Home droid workshop

Building Sonny from real systems.

AZ Droid Works is a small robotics lab building Sonny, a friendly home droid whose current brain lives on a durable VM while Raspberry Pi edge modules handle the physical world: voice capture, speaker playback, expressive eyes, sensors, and eventually the mobile base.

First build

Sonny

Sonny Droid

Sonny is the first AZ Droid Works build: a practical companion-droid prototype with a VM-centered brain, MQTT messaging, local speech paths, Pi voice and face nodes, and Mission Control for operator visibility.

Build signals

BrainVM host
EdgeRaspberry Pi modules
InterfaceVoice + face
OpsMission Control

Current architecture

A droid brain on the VM, edge modules on the robot.

The source of truth is the Sonny repo and build docs; this site is the public field note.

VM Brain

The always-on brain host owns orchestration, memory context, route selection, STT/TTS, MQTT command publishing, and high-level state for voice and face behavior.

Pi Edge Modules

Raspberry Pi nodes keep hardware close to the body: microphone capture, wake/capture flow, speaker playback, animated eyes, sensors, and later base safety control.

Mission Control

The operator dashboard exists so Sonny can be observed, tested, and debugged without guessing what the robot thinks it is doing.
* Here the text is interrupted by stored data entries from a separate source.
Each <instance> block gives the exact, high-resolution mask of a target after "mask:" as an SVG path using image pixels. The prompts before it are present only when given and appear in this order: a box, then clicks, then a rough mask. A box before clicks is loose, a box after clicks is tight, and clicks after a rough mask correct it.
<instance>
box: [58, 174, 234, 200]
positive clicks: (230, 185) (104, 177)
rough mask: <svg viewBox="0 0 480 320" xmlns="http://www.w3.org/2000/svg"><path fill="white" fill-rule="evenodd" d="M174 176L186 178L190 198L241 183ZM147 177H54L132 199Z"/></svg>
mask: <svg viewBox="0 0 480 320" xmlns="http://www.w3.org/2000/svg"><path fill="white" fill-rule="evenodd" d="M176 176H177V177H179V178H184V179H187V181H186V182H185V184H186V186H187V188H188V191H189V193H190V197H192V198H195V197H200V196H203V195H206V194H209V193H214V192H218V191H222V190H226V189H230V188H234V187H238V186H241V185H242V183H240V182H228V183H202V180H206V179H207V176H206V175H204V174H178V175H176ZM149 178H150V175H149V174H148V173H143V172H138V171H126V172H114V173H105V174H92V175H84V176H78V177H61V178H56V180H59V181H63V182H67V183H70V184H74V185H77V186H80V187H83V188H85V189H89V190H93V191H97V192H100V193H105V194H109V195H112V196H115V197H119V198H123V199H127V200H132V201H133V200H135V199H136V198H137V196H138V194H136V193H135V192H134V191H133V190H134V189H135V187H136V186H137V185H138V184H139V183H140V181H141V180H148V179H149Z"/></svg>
Charming, but not mysterious. Mostly.

Build log

What is real right now.

Public summary, not the operational runbook.

Head / face

Serviceable v1 head direction with expressive eye displays, camera and audio openings, Pi-based face control, and operator-adjustable face states.

Voice

Wake/capture, STT, local response routing, TTS, and inline MQTT audio playback are being hardened around a low-latency home-assistant-style voice path.

Body / base

The base is still a later subsystem. The current architecture keeps drive and safety control out at the edge instead of burying it inside the conversational brain.

Lab direction

Robots with character, built one subsystem at a time.

Readable systems. Repeatable builds. Real-world behavior.

Expressive Presence

Face, voice, attention, and timing matter. A good droid should feel understandable before it feels complicated.

Modular Engineering

Brains, sensors, displays, audio, and mobility should be testable pieces with clear contracts between them.

Operator Visibility

Mission Control-style dashboards and runbooks make the robot easier to debug, improve, and trust.